Another reason our physicians prefer the implant over the injection is for patients that may not be able to tolerate Naltrexone due to side effects, sensitivity or allergies. The implant can be removed from under the skin, whereas the injection stays in the body for about 28 days and therefore cannot be removed once it is administered. It is recommended to remain on Naltrexone maintenance therapy for at least one year to allow the brain to heal from the damage caused by the drug use and abuse.
Our success rate is near 100% for helping patients detox off opiates without the excruciating pain and discomfort of the withdrawals. Aftercare consisting of the Naltrexone opiate blocker, psychotherapy, and 12 step programs are recommended to ensure long-term abstinence and success.
Bunavail is used as an opiate agonist therapy for the treatment of opiate dependence.
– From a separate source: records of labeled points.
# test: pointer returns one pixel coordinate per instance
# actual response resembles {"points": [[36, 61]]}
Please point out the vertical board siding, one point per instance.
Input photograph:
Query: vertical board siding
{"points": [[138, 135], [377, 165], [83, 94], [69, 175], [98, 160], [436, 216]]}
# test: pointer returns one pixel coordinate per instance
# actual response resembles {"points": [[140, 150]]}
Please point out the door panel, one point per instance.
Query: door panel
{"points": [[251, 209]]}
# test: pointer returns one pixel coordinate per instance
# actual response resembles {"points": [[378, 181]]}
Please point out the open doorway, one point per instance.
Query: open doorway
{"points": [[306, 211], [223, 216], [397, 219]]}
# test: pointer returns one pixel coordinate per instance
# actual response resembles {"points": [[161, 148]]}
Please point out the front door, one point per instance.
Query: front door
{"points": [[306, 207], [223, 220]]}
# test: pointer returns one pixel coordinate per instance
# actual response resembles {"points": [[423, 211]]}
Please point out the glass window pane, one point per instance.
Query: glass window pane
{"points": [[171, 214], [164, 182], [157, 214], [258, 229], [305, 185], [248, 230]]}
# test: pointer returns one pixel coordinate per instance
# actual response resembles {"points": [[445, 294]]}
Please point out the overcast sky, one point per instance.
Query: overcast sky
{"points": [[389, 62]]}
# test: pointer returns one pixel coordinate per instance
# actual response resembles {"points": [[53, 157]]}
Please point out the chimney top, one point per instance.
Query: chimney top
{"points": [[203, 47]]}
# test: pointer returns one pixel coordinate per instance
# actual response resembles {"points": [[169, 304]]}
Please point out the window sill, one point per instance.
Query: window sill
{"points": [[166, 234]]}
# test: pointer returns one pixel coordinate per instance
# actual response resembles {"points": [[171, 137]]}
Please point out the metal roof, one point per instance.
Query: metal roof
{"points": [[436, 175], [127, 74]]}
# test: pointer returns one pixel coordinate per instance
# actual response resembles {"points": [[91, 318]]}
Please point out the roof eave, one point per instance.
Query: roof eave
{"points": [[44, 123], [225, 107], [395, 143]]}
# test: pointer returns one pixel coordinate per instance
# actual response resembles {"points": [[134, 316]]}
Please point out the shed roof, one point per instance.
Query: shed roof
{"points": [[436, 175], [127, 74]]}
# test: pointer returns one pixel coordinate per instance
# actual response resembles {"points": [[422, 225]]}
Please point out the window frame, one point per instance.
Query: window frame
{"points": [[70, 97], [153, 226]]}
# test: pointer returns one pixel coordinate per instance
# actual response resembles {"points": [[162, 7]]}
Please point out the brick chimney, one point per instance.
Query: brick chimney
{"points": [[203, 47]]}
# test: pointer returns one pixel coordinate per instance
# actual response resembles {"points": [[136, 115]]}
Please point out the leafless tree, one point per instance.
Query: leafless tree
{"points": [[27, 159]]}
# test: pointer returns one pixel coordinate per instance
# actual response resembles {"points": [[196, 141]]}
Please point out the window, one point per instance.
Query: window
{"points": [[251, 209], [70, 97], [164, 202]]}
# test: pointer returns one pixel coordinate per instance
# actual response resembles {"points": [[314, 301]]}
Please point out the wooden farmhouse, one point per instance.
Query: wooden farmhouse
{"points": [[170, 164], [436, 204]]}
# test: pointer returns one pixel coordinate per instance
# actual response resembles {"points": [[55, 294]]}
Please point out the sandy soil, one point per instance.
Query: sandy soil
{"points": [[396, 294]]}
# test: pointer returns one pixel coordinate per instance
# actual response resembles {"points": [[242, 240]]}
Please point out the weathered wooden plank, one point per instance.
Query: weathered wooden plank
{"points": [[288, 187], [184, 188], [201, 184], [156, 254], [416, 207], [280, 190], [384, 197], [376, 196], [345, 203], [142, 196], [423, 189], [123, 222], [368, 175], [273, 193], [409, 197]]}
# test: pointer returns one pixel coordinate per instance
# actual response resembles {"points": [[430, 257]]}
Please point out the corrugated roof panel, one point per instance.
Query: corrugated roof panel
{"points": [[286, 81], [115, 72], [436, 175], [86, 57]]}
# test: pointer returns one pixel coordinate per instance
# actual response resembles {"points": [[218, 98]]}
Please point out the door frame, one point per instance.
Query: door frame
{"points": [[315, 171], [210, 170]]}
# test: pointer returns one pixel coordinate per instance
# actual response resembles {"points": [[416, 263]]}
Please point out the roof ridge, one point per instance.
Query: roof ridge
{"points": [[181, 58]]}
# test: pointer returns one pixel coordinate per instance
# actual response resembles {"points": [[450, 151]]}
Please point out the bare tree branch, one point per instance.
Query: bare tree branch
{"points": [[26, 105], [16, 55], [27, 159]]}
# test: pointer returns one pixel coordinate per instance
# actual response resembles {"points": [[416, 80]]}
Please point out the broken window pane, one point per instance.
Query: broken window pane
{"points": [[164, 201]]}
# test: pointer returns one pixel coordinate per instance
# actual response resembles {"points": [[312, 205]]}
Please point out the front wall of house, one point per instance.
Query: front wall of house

It is a semi synthetic opioid derived from thebaine of the poppy seed. Bunavail is a combination of the opiate buprenorphine and the opiate blocker naloxone.
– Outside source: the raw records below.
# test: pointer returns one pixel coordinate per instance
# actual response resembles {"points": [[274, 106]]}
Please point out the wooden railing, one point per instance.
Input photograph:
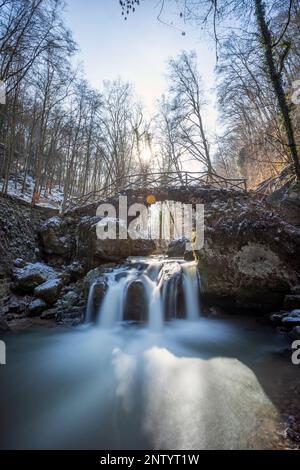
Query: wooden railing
{"points": [[173, 179]]}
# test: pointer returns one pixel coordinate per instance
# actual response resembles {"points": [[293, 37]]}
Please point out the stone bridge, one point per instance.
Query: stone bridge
{"points": [[185, 187]]}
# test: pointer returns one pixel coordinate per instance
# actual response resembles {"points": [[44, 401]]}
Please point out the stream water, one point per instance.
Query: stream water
{"points": [[193, 383]]}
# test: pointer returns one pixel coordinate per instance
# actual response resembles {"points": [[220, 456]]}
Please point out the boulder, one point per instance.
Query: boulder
{"points": [[76, 271], [136, 304], [245, 263], [49, 291], [277, 317], [20, 263], [4, 328], [292, 302], [36, 307], [93, 251], [56, 238], [32, 275], [295, 333], [292, 319], [70, 299], [49, 314], [176, 248]]}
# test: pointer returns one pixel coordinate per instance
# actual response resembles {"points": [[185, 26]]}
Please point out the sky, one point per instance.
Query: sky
{"points": [[137, 50]]}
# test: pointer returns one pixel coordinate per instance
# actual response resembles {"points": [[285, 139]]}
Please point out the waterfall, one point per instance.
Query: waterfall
{"points": [[90, 305], [191, 290], [152, 289], [111, 311]]}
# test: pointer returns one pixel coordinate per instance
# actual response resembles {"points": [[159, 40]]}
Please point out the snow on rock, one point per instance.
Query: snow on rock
{"points": [[49, 291], [32, 275]]}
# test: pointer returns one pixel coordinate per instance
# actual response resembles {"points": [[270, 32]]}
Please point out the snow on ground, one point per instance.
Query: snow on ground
{"points": [[53, 200]]}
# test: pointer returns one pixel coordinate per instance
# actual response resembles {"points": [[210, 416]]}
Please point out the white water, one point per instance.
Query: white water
{"points": [[191, 288], [90, 305], [198, 385], [160, 278]]}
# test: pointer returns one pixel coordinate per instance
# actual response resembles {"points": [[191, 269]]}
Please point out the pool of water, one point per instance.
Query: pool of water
{"points": [[207, 384]]}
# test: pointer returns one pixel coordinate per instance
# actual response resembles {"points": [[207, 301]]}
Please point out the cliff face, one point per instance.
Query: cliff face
{"points": [[19, 236], [251, 255], [250, 259]]}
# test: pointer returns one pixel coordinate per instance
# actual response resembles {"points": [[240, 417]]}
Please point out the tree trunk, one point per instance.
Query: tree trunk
{"points": [[276, 80]]}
The purpose of combining the opiate buprenorphine with naloxone is to block the “high” effect if injected intravenously. Bunavail is available in the buccal, sublingual film, strip form. It starts to work about 30 minutes after sublingual administration, with maximum effects one to two hours later. The half-life is long and varies between 24-60 hours.
It is an OPIOID.
Side effects patients may experience while using Bunavail are mild nausea, vomiting, constipation, dizziness, drowsiness, blurred vision, headache, sweating, palpitations, insomnia, mouth numbness, tongue pain and redness of the mouth.
Bunavail is a long acting opioid, so withdrawals start several hours to days after its discontinuation. Bunavail withdrawals are more severe than some of the potent opiates. Withdrawals include nausea, vomiting, hot-cold flashes, restlessness, leg cramps, muscle jerking, anxiety and sweating.
Insomnia usually lasts several weeks to months. It is withdrawals that keep the patient going back to the use of opiates and consequently unable to break the cycle of addiction.
Taking benzodiazepines, sedatives or drinking alcohol while on Bunavail can result in overdose.
Bunavail overdose symptoms include cold clammy skin, coma, fainting, hypotension, very sleepy and sluggish, slow shallow breathing, respiratory depression and death.
When opiate agonist therapy with Bunavail is used for the opioid dependent patient, it is done to satisfy the need of the opioid Mu receptor that is dependent on opiates. By this replacement therapy, the patient is still dependent on opiates.
When Bunavail is discontinued, the withdrawal syndrome will start. Bunavail is abused in several ways. Few patients have reported injecting Bunavail. Some patients report a “high” with its use.
Bunavail is sought after in the street by some patients to prevent withdrawals when they are not able to find their opiate of choice.
Improper use and abuse of Bunavail can lead to dependence, tolerance, and addiction.
Opiates can be habit forming, causing not only physical, but also psychological dependence. Withdrawals may occur if the dose of the opiates is reduced or discontinued after long term use.
Using opiates for an extended period of time can lead to tolerance, where the user needs to increase the dosage of their opiates to achieve the desired effect, whether the desired effect is pain control or euphoria.
Once the patient develops a tolerance, it becomes even more difficult to stop using due to the withdrawals. Symptoms of withdrawals are an indication of physical dependence and addiction to the opiate Bunavail. Most patients describe withdrawals as the worst, most frightening experience one will ever encounter. One can only imagine the excruciating pain when the opiate user says that they’d rather die than go through the withdrawals. Bunavail physical dependence symptoms, such as withdrawals, lead to psychological dependence. That is when addiction takes over the mind and life of the Bunavail opiate user.